Of course you might say Jesus pointed away from himself and to the transcendent (as he understood him, supernaturally) and rather to the effect that Buddha pointed away from himself and to the Dharma. You can say that, but there is the issue about how much the Jesus of history thought he was connected to the coming of the messiah and really whether he took on too much self-assumption (that his tears were necessary for God to get the point and send the messiah). So Jesus is not ego-less at any point. I don't find this attractive at all. It is also a so-what, in that it is for us to point to what matters, to what is important. None of this, anyway, should result in attitudes of subservience.

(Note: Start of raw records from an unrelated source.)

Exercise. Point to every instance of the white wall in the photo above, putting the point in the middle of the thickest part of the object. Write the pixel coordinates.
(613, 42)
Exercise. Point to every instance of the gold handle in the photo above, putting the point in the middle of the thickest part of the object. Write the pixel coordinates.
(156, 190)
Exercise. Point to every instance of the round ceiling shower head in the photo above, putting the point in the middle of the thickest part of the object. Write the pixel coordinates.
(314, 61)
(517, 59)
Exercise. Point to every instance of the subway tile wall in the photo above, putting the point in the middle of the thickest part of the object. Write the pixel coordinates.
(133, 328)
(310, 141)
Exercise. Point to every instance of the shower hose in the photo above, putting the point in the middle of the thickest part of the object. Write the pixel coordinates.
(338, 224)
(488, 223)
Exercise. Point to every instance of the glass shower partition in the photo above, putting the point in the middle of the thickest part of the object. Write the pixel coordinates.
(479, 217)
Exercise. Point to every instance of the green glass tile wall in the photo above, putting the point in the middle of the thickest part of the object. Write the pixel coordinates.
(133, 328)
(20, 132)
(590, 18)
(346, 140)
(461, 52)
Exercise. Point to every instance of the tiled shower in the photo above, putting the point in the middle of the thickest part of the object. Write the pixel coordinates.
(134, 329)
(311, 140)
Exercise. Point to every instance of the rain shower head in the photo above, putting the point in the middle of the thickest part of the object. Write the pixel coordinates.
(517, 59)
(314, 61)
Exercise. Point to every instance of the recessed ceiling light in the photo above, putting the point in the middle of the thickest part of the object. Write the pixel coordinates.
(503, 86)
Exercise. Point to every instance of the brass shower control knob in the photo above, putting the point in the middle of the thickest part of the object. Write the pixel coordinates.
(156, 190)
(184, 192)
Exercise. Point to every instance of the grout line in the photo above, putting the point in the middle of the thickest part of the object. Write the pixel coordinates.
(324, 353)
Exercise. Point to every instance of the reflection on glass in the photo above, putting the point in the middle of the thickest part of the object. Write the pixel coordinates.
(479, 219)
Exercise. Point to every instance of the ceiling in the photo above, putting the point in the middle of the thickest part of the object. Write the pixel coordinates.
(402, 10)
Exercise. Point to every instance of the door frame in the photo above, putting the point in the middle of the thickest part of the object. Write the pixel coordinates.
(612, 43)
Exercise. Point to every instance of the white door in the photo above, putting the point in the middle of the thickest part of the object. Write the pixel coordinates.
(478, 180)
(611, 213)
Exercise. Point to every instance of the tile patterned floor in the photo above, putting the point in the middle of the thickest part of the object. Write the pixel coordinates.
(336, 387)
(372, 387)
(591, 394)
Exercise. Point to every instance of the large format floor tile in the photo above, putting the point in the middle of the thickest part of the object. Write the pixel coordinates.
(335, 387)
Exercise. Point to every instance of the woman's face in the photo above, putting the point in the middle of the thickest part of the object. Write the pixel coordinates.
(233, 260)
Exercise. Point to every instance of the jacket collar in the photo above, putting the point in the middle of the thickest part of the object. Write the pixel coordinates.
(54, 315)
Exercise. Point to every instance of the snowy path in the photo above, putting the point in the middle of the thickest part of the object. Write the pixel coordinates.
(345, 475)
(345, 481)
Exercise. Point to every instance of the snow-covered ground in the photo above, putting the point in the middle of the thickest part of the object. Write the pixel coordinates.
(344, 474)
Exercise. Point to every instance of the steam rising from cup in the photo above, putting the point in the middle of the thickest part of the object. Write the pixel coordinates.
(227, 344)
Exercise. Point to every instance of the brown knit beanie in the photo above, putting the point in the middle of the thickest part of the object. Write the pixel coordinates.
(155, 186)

Of course it is plainly offensive that women cannot rise to the managerial top, but if this is to practice subservience then it is the ultimate glass ceiling of all.

4 comments:

Anonymous said...

"It's a nonsense and to be finished. But then, of course, it is goodbye to Christianity. Because, no matter what Christian Unitarians say, Christianity is the idea that Jesus is the Christ, and not some league table winner ethical bloke - because, on that, we don't know and it is rather second hand to the ethical point anyway and you don't follow some bloke like you follow a football team."

Ahhh, a good disclaimer - if the Christian on the receiving end of your critique says "well I don't believe that"... you retort with, "ah but then you're not a real Christian"... kind of puts you in league with certain religious types that does...

so much for Unitarian tolerance and understanding...

Pluralist (Adrian Worsfold) said...

What are you on about? I don't go around telling people if they are a real Christian or not. If Jesus is not the Christ, on what basis does he lead a league table (to be supreme) and why treat him like some follow a football team?

Anonymous said...

I didn't think Unitarian Christians denied Jesus is Christ!? Some may... but most talk about Jesus CHRIST. They connect with Jesus just as say Buddhists connect with Budda and Sikhs connect with Guru Nanak and Muslims connect with Mohammaed.... it's a connection that goes beyond intellectual ramblings and ranking systems.

really this shows how much you know about the church you claim to represent...

.......or are the Unitarians just really another obsession like the Anglicans? something to make you feel better when you knock em down

Pluralist (Adrian Worsfold) said...

Not true. Many Unitarians are uninterested in Jesus Christ, and probably most give little thought. References are often to 'Jesus' without the Christ tag, specifically because they refer to a human teacher of wisdom.

I do not represent Unitarianism. I attend one place and listen in on the conversation.